Most controversial of the three items from Friday was Trump’s pardoning of former Arizona sheriff, Joe Arpaio. Sheriff Joe is known for his tough stance on illegal immigrants and his curious methods of detaining persons under his incarceration, such as placing them in tent cities, forcing prisoners to wear pink underwear, and compelling men and women to work on chain gangs.

The U.S. Department of Justice concluded that Arpaio oversaw the worst pattern of racial profiling in U.S. history, and subsequently filed suit against him for unlawful discriminatory police conduct. A federal court found that Arpaio’s office continued to detain persons for further investigation without reasonable suspicion that a crime had been or was being committed. Arpaio was convicted for contempt of court for this. Sheriff Joe is also known for pushing the flawed idea that President Barack Obama’s birth certificate was a forgery to support the birther movement Trump advocated.
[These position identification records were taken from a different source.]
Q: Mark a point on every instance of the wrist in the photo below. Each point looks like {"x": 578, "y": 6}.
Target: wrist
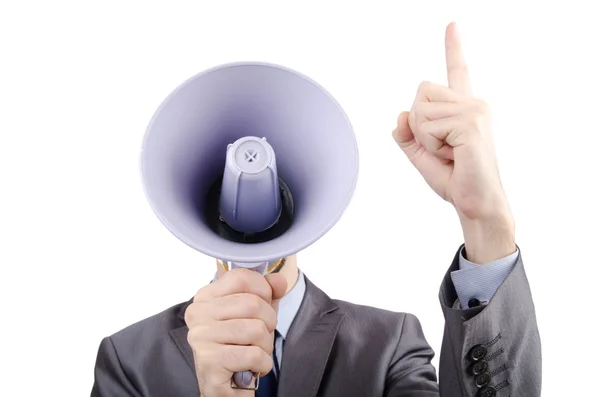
{"x": 490, "y": 238}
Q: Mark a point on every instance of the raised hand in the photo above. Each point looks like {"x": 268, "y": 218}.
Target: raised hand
{"x": 447, "y": 137}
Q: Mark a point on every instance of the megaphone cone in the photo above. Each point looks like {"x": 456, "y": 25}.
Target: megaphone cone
{"x": 249, "y": 163}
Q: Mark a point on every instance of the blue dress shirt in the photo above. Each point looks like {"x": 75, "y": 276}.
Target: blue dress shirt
{"x": 471, "y": 281}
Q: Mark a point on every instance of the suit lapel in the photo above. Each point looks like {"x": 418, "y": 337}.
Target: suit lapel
{"x": 308, "y": 344}
{"x": 179, "y": 336}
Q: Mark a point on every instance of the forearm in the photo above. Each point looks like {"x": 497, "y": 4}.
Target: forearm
{"x": 489, "y": 238}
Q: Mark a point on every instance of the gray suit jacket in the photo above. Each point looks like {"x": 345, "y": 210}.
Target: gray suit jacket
{"x": 335, "y": 348}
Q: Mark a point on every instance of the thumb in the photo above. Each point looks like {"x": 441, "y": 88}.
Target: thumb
{"x": 279, "y": 286}
{"x": 402, "y": 134}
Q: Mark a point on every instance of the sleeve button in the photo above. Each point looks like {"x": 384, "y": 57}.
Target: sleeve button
{"x": 477, "y": 353}
{"x": 482, "y": 380}
{"x": 479, "y": 368}
{"x": 487, "y": 392}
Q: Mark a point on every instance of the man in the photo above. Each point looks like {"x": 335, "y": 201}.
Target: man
{"x": 306, "y": 344}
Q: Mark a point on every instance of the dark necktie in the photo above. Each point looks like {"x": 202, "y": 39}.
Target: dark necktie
{"x": 267, "y": 386}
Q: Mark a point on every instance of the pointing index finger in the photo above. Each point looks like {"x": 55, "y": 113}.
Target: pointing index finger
{"x": 458, "y": 74}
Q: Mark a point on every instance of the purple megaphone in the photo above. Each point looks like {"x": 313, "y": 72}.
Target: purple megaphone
{"x": 249, "y": 163}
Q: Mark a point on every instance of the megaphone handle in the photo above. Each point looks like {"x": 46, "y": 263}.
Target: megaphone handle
{"x": 243, "y": 380}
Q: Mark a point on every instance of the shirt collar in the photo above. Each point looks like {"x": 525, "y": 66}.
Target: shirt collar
{"x": 289, "y": 306}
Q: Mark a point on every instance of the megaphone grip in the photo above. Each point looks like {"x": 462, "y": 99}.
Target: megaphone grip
{"x": 244, "y": 379}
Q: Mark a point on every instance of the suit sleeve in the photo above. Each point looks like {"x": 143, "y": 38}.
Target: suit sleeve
{"x": 492, "y": 350}
{"x": 411, "y": 372}
{"x": 110, "y": 379}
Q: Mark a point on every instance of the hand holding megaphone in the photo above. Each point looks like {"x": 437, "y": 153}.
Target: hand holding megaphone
{"x": 231, "y": 326}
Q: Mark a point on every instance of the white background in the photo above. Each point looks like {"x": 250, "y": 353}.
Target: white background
{"x": 83, "y": 256}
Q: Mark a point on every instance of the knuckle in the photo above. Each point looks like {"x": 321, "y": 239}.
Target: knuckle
{"x": 481, "y": 107}
{"x": 195, "y": 335}
{"x": 252, "y": 304}
{"x": 253, "y": 329}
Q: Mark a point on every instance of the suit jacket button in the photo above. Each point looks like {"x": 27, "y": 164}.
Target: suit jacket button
{"x": 477, "y": 353}
{"x": 474, "y": 302}
{"x": 487, "y": 392}
{"x": 479, "y": 368}
{"x": 482, "y": 380}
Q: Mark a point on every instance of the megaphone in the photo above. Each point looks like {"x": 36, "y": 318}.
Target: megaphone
{"x": 249, "y": 163}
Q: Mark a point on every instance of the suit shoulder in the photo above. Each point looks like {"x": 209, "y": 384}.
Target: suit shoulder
{"x": 150, "y": 330}
{"x": 370, "y": 315}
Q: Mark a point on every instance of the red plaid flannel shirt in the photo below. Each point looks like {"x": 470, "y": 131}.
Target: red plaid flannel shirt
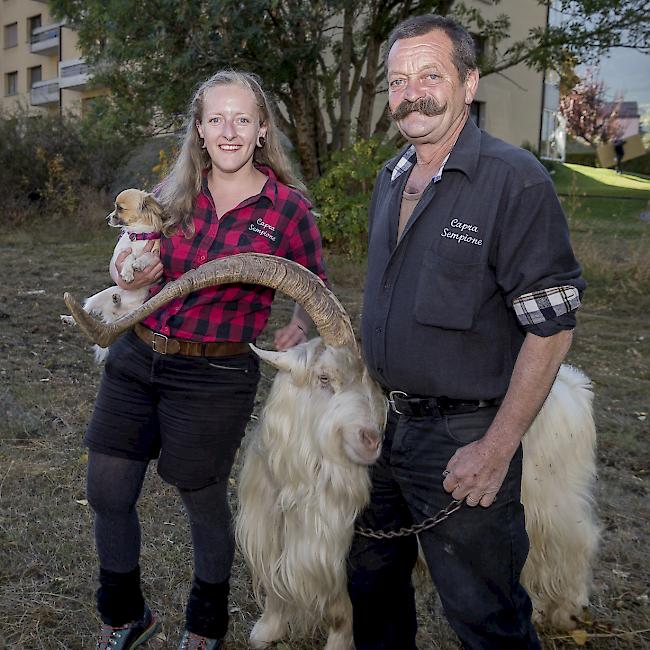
{"x": 278, "y": 221}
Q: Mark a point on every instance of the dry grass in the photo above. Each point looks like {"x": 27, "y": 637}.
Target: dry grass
{"x": 48, "y": 383}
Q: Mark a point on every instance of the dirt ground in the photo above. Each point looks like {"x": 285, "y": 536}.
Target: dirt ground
{"x": 47, "y": 386}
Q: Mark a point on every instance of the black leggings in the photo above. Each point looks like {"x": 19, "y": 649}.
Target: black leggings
{"x": 114, "y": 485}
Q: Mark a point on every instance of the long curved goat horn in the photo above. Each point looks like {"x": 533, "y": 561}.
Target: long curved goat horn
{"x": 300, "y": 284}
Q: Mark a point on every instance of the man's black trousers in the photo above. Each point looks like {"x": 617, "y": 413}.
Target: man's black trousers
{"x": 475, "y": 557}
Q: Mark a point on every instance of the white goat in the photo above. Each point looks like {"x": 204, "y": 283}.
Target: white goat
{"x": 303, "y": 483}
{"x": 301, "y": 487}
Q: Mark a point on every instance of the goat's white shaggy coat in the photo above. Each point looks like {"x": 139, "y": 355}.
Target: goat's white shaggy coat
{"x": 559, "y": 470}
{"x": 302, "y": 486}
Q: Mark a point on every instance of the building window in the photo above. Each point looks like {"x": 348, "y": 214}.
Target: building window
{"x": 33, "y": 23}
{"x": 11, "y": 83}
{"x": 11, "y": 35}
{"x": 477, "y": 114}
{"x": 35, "y": 75}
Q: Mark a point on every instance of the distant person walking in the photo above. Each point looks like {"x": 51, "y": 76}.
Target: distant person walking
{"x": 619, "y": 152}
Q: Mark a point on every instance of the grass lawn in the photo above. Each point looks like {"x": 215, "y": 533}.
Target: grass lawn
{"x": 595, "y": 181}
{"x": 48, "y": 382}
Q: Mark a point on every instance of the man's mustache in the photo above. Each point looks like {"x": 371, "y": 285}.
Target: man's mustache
{"x": 425, "y": 105}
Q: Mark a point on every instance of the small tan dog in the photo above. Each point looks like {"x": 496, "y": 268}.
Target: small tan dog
{"x": 140, "y": 217}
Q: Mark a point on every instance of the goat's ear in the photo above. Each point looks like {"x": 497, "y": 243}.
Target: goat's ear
{"x": 279, "y": 360}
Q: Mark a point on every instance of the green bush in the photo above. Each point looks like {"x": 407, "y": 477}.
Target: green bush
{"x": 342, "y": 195}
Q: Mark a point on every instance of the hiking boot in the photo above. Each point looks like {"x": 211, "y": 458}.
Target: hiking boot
{"x": 191, "y": 641}
{"x": 131, "y": 635}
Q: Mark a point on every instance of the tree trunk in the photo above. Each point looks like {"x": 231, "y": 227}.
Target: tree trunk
{"x": 368, "y": 88}
{"x": 306, "y": 136}
{"x": 344, "y": 76}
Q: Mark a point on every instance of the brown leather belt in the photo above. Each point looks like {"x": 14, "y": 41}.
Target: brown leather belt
{"x": 165, "y": 345}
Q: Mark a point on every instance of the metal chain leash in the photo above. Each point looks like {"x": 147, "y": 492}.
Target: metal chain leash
{"x": 430, "y": 522}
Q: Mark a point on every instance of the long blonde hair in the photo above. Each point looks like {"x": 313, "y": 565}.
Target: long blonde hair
{"x": 178, "y": 191}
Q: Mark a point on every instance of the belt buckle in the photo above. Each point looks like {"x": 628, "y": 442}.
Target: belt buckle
{"x": 391, "y": 400}
{"x": 156, "y": 342}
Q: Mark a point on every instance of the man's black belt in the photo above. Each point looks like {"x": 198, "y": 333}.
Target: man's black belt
{"x": 418, "y": 407}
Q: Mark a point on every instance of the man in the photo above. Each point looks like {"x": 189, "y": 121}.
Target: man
{"x": 468, "y": 312}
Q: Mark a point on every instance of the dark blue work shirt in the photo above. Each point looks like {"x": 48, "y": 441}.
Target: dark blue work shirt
{"x": 484, "y": 258}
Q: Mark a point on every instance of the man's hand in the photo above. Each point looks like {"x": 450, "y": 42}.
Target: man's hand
{"x": 475, "y": 473}
{"x": 289, "y": 335}
{"x": 143, "y": 278}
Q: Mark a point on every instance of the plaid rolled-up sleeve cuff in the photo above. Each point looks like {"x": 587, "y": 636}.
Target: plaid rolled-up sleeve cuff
{"x": 547, "y": 311}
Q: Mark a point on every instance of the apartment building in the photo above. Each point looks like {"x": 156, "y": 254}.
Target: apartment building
{"x": 42, "y": 70}
{"x": 520, "y": 105}
{"x": 41, "y": 65}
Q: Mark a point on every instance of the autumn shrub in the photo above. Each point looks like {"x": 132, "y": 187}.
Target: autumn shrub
{"x": 342, "y": 195}
{"x": 48, "y": 161}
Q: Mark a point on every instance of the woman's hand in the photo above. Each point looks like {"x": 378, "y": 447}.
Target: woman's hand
{"x": 143, "y": 278}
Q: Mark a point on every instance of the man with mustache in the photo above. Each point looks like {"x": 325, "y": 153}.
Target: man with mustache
{"x": 468, "y": 312}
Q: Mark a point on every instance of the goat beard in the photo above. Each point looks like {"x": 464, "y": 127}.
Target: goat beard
{"x": 425, "y": 105}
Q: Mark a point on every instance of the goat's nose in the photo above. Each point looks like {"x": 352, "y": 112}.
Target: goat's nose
{"x": 370, "y": 439}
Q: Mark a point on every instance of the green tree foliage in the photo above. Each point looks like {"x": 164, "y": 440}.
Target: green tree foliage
{"x": 342, "y": 194}
{"x": 322, "y": 59}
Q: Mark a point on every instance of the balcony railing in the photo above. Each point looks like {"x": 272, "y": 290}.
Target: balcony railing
{"x": 44, "y": 40}
{"x": 74, "y": 73}
{"x": 44, "y": 92}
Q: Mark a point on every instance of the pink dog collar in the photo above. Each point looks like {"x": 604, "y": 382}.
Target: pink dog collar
{"x": 134, "y": 236}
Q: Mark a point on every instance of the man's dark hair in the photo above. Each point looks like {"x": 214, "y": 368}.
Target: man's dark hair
{"x": 464, "y": 52}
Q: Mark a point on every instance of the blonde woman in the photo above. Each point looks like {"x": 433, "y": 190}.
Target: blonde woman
{"x": 181, "y": 386}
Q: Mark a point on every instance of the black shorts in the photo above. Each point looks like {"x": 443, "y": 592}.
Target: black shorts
{"x": 190, "y": 412}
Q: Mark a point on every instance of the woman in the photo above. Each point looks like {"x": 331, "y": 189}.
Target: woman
{"x": 181, "y": 387}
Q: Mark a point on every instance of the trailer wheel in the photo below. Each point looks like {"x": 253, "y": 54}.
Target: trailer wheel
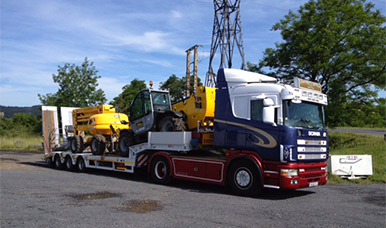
{"x": 77, "y": 144}
{"x": 160, "y": 170}
{"x": 243, "y": 178}
{"x": 80, "y": 165}
{"x": 98, "y": 144}
{"x": 126, "y": 140}
{"x": 68, "y": 163}
{"x": 49, "y": 162}
{"x": 57, "y": 163}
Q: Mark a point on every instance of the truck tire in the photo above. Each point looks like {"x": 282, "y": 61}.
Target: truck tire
{"x": 98, "y": 144}
{"x": 68, "y": 163}
{"x": 80, "y": 165}
{"x": 57, "y": 163}
{"x": 77, "y": 144}
{"x": 243, "y": 178}
{"x": 49, "y": 162}
{"x": 126, "y": 140}
{"x": 160, "y": 170}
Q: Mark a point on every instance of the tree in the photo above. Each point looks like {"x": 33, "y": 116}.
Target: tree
{"x": 77, "y": 86}
{"x": 177, "y": 87}
{"x": 123, "y": 100}
{"x": 340, "y": 44}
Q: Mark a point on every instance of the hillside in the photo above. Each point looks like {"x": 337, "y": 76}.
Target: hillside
{"x": 10, "y": 110}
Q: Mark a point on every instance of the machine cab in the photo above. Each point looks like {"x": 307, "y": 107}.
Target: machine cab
{"x": 146, "y": 108}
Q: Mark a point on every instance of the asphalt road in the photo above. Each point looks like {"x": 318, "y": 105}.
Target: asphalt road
{"x": 33, "y": 195}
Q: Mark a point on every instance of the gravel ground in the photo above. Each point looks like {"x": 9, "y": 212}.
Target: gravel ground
{"x": 33, "y": 195}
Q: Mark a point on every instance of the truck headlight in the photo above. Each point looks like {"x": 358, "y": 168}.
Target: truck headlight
{"x": 289, "y": 172}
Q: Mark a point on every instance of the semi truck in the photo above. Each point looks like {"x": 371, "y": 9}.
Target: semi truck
{"x": 265, "y": 134}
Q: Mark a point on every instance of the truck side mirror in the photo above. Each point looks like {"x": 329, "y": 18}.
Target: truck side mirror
{"x": 269, "y": 111}
{"x": 269, "y": 115}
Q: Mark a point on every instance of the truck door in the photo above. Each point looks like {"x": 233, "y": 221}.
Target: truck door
{"x": 141, "y": 113}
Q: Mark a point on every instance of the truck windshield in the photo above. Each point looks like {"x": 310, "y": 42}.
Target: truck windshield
{"x": 160, "y": 101}
{"x": 305, "y": 115}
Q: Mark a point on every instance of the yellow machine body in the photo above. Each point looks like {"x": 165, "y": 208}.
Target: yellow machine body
{"x": 100, "y": 123}
{"x": 97, "y": 120}
{"x": 199, "y": 108}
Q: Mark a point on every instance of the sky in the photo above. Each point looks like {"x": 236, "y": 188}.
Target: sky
{"x": 125, "y": 39}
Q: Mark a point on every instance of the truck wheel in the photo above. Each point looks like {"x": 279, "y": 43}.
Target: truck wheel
{"x": 77, "y": 144}
{"x": 80, "y": 165}
{"x": 160, "y": 170}
{"x": 126, "y": 140}
{"x": 243, "y": 178}
{"x": 57, "y": 163}
{"x": 68, "y": 163}
{"x": 49, "y": 162}
{"x": 98, "y": 144}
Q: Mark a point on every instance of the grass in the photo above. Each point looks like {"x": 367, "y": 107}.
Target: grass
{"x": 359, "y": 144}
{"x": 21, "y": 143}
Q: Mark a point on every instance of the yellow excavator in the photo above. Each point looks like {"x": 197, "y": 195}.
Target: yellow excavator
{"x": 98, "y": 127}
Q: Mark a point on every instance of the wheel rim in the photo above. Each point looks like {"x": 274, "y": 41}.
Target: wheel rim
{"x": 73, "y": 145}
{"x": 243, "y": 178}
{"x": 94, "y": 146}
{"x": 68, "y": 163}
{"x": 81, "y": 164}
{"x": 123, "y": 144}
{"x": 160, "y": 170}
{"x": 57, "y": 162}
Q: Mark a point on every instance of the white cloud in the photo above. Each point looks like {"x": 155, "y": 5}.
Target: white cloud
{"x": 176, "y": 14}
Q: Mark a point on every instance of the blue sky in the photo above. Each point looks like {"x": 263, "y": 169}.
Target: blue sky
{"x": 125, "y": 39}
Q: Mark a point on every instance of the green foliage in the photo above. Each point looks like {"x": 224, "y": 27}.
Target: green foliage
{"x": 123, "y": 100}
{"x": 340, "y": 44}
{"x": 77, "y": 87}
{"x": 177, "y": 87}
{"x": 21, "y": 124}
{"x": 349, "y": 143}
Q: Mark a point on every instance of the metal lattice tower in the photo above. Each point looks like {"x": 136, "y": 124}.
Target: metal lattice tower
{"x": 226, "y": 33}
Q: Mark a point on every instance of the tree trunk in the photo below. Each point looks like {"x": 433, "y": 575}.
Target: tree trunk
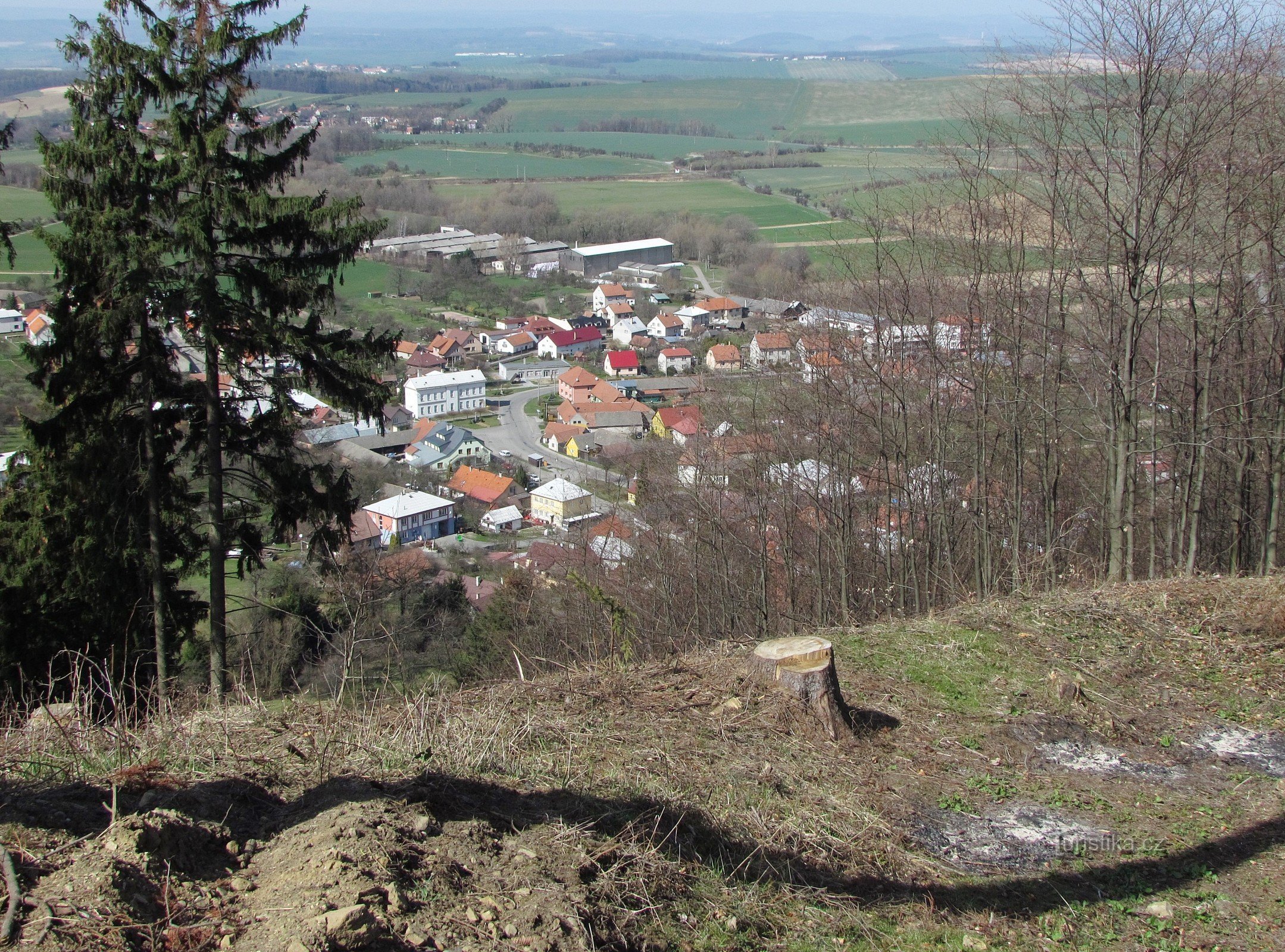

It’s nice to see Trump exercised the questionable judgement to waste some of his administration’s time and attention away from disaster preparations to handle these three impertinent issues. I suppose from a purely strategic standpoint Trump was smart enough to bury these controversial moves under the wall-to-wall storm coverage. Still, in the wake of Charlottesville, the Arpaio pardon reeks of appeasement to the white power crowd.

As of this evening Hurricane Harvey has claimed one death in Rockport, Texas, with another 12-14 injured. An estimated 300,000 are without power in the impacted areas.

Harvey was downgraded to a tropical storm, in terms of decreased wind speed, but its true destruction may just be beginning. With it stationary over SE Texas, flood warnings are issued for cities including Corpus Christi, Rockport, Victoria, Port Lavaca, Bay City, Houston, Galveston, and on into Lake Charles, LA.

Harvey may only be a tropical storm at this point, but these folks along the Gulf Coast have a long way to go before they can get back to a normal life. Mandatory curfews are in place in several cities, and hundreds of reports are coming in of people price gouging those in need, such as trying to charge $99 for a case of water.